Author- Kanishka Narayan ([email protected])
Description- The python module can be used to scrape data and process data from different sources. The python module can output data as either as a dataframe in the country year format or it will output data in excel files This module has primarily been created for processing data for the International Futures (IFs) Project however, it can be used to process data in general. The module can be used to process data from the following sources,
- World Bank World Development Indicators (WDI)
- UNESCO Education indicators(UIS)
- FAO Food Balance Sheets consolidated data (FAO)
- IMF Global Finance Statistics (IMF GFS) (Revenue and Expenditure Data)
- Health detailed data file from IHME
- Health data from the Institute for Health and Metric Evaluation (IHME)
- Water data from FAO AQUASTAT
- Energy data from EIA
- Fish detailed agricultural data (FAO FBS Fish)

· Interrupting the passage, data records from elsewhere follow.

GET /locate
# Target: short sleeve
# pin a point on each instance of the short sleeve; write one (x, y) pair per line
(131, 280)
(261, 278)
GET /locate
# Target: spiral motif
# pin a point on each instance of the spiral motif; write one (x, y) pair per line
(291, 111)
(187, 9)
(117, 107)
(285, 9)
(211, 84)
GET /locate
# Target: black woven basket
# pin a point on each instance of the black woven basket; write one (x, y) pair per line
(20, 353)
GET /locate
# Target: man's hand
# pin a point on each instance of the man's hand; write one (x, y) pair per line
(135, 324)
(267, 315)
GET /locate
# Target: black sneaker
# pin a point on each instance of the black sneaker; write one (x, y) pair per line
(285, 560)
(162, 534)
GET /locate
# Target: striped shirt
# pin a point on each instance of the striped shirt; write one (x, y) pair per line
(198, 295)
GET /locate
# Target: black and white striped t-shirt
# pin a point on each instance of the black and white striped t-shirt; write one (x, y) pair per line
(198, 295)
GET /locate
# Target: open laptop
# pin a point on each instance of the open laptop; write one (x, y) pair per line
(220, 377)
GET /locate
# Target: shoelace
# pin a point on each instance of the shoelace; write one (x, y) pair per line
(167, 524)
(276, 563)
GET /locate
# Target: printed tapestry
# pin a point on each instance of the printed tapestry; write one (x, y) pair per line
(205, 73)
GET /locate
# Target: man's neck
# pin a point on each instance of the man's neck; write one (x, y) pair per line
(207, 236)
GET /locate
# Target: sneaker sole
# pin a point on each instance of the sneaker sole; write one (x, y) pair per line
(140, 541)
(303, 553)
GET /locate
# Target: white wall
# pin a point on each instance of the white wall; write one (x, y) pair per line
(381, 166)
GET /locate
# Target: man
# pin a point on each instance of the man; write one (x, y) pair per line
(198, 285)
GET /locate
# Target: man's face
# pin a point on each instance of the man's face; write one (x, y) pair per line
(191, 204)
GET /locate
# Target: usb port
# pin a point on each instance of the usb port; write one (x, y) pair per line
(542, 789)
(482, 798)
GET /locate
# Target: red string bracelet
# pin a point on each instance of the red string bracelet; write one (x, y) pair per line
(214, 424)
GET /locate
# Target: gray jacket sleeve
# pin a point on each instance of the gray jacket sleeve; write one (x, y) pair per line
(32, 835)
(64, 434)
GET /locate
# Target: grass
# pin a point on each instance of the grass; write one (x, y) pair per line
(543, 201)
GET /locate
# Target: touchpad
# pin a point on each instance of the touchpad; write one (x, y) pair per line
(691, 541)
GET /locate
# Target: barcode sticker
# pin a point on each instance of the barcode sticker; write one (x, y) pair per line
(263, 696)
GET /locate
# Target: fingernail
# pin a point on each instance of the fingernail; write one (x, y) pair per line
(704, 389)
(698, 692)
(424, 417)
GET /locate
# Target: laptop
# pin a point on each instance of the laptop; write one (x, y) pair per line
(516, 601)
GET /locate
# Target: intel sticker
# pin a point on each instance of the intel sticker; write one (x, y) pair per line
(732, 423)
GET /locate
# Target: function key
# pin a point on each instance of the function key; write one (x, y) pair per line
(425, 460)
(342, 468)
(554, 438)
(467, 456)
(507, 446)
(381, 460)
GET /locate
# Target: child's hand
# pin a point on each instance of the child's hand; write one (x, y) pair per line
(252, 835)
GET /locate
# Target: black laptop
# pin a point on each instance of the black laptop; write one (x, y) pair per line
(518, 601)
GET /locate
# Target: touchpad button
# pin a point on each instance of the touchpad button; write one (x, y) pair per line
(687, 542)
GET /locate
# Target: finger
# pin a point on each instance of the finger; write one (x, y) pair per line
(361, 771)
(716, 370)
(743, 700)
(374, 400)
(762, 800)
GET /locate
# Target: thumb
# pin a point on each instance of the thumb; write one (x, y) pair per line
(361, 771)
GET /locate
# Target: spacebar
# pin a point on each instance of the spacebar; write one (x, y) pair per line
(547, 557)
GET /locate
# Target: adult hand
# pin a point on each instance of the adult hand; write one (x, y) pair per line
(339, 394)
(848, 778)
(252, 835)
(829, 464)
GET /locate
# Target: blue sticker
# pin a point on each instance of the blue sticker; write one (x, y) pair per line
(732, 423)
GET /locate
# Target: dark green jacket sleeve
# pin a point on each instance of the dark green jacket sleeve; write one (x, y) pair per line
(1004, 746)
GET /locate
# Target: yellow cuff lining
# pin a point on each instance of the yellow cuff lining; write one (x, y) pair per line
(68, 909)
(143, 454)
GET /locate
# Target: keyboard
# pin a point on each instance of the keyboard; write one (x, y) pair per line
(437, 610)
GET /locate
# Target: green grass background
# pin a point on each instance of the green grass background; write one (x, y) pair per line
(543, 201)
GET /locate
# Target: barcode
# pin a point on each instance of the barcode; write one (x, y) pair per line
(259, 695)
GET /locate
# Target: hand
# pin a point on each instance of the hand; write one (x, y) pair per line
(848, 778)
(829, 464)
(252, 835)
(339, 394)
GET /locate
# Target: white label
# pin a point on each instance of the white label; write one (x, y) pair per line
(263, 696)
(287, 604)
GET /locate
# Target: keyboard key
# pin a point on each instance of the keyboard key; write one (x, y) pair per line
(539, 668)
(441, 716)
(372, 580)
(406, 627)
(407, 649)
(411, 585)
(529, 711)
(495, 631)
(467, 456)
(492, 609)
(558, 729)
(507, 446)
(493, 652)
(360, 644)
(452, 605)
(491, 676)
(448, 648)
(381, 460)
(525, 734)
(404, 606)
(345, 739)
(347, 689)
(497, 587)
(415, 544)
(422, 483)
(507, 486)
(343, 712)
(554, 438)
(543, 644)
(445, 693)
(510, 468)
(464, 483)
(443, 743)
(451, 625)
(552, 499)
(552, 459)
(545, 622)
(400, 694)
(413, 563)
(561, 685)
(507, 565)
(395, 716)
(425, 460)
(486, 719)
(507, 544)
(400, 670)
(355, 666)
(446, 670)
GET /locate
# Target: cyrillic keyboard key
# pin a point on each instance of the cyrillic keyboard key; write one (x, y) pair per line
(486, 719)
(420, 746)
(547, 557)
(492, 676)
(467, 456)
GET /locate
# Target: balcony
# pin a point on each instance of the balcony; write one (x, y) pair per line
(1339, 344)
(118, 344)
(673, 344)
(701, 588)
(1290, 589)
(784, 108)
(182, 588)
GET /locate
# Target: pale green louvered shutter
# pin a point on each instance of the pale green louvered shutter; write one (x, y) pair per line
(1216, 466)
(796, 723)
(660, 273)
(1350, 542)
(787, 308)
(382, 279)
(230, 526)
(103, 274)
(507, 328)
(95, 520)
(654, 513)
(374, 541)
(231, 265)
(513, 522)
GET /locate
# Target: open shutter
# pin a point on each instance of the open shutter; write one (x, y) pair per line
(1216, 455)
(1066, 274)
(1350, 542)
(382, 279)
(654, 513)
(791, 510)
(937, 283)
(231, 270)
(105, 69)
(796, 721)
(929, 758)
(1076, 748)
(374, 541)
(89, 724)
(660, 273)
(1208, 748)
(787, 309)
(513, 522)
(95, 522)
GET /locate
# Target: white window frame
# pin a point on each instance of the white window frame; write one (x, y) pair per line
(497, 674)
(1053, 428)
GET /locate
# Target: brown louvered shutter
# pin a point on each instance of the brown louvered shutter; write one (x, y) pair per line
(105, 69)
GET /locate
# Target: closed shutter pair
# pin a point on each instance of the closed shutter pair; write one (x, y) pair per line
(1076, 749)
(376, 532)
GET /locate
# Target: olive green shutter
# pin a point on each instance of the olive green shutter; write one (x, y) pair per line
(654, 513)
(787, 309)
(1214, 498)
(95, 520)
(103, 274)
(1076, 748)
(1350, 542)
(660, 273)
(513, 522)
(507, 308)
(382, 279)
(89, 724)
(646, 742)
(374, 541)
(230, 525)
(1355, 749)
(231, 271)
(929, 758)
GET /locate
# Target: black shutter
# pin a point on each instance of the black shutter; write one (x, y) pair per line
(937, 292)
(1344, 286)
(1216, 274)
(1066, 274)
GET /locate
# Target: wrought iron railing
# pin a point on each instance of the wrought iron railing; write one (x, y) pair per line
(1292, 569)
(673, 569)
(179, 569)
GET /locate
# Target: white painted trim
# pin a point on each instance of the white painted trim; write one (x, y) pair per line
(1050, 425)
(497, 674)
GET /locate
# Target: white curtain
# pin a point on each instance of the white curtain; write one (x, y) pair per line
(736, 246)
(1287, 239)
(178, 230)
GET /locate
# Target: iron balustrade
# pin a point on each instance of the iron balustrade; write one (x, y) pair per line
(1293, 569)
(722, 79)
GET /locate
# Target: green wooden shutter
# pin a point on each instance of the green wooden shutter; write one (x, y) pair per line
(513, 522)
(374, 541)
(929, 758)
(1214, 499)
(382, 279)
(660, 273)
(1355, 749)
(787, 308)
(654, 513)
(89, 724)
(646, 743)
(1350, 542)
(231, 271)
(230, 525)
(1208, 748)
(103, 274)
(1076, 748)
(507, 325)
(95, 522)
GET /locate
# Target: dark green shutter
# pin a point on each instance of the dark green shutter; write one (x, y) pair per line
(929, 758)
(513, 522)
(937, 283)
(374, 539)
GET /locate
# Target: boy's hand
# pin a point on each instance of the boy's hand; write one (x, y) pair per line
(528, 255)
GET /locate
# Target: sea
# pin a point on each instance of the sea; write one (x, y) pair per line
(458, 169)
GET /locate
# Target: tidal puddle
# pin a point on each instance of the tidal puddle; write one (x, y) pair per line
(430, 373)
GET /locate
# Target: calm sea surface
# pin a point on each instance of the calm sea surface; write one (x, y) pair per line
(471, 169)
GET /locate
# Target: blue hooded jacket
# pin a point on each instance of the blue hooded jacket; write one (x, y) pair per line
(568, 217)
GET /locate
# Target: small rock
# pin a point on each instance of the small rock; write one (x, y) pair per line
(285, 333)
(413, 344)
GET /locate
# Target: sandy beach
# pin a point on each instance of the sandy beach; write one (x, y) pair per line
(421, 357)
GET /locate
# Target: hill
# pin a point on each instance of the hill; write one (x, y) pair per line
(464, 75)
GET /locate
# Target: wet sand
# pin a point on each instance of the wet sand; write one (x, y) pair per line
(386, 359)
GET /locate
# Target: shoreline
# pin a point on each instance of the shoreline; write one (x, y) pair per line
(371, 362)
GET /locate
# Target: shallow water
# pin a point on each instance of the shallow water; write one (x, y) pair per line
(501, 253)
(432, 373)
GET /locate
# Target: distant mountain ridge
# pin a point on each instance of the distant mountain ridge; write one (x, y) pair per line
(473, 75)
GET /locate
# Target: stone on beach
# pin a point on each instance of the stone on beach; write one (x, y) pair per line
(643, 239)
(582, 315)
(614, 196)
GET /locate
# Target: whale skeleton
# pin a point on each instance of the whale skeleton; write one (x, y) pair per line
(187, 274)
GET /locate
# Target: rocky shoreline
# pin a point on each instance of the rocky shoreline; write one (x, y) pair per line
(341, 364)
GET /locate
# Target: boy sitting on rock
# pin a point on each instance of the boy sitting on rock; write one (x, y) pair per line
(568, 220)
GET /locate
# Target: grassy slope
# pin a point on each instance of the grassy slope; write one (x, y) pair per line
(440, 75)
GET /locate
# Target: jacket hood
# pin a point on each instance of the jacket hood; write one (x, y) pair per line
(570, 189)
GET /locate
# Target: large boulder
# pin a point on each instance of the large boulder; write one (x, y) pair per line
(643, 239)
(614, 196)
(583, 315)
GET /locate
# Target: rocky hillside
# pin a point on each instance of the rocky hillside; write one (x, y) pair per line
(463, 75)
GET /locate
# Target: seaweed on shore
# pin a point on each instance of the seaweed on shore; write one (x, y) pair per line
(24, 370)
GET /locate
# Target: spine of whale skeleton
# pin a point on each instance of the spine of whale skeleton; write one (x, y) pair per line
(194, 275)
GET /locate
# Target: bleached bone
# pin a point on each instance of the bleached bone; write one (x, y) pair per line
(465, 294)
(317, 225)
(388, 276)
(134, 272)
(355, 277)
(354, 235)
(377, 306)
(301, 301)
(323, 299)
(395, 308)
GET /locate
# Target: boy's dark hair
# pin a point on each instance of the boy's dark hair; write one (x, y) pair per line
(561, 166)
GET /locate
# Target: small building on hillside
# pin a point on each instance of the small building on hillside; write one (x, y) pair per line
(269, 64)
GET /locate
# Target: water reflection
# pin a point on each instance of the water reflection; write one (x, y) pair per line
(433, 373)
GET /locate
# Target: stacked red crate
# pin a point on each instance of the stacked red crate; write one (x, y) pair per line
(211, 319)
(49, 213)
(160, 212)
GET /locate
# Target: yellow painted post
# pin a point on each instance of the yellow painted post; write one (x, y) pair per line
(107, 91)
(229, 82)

Instructions for users new to Python:
- Download and install the latest version of Pycharm for your computer here- https://www.jetbrains.com/pycharm/
- Download and install Python version 3.7 from here- https://www.python.org/downloads/
Instructions on general use:
- First download the zip file Pythonfiles.zip from this source below- https://drive.google.com/file/d/1aD2Zi_CEsunQbJBkhbDvhwNX82EaGCU2/view?usp=sharing
- Place the zip file as is in the 'input/' folder in the same folder as your DataUpdate.py file
- Create a new project in your Pycharm and copy the two Python files DataUpdate.py and DataforIFsFirstTimeInstallations.py to this project. (You have the option to copy the third file DataforIfs.py as well.
- I have added a third python file called DataForIFs.py which can be used to run all the commands necessary to process data. However, using this file is optional.
- First to set up run the below code,
import DataforIFsFirstTimeInstallations DataforIFsFirstTimeInstallations.InstallAll()
This will install all the modules required by the DataUpdate module.Please note that you need to run the installation commands only once.
- Now you are set up to run the DataUpdate module
- As mentioned above, the DataUpdate module can output direct dataframes. For example, to output data from the FAO Food Balance Sheets, and save to a dataframe "AgData", run the code below,
import DataUpdate AgData= DataUpdate.FAOFBS()
- Similarly, to save an excel file of the FAOFBS data, run the below,
import DataUpdate DataUpdate.FAOFBSFile()
- The users will see that the base data for many of these pulls is located in the PythonFiles folder under the path "C:\Users\Public\Pythonfiles"
- Currently, only the WDI data pull and the UIS data pull scrape data using APIs. For the rest, just update the Base data in the Python files folder.
- Similarly, users can make changes to individual concordance tables as well
- Use the CreateSQLTable.py file to generate the MasterData.db database. A total of 978 data series will be generated!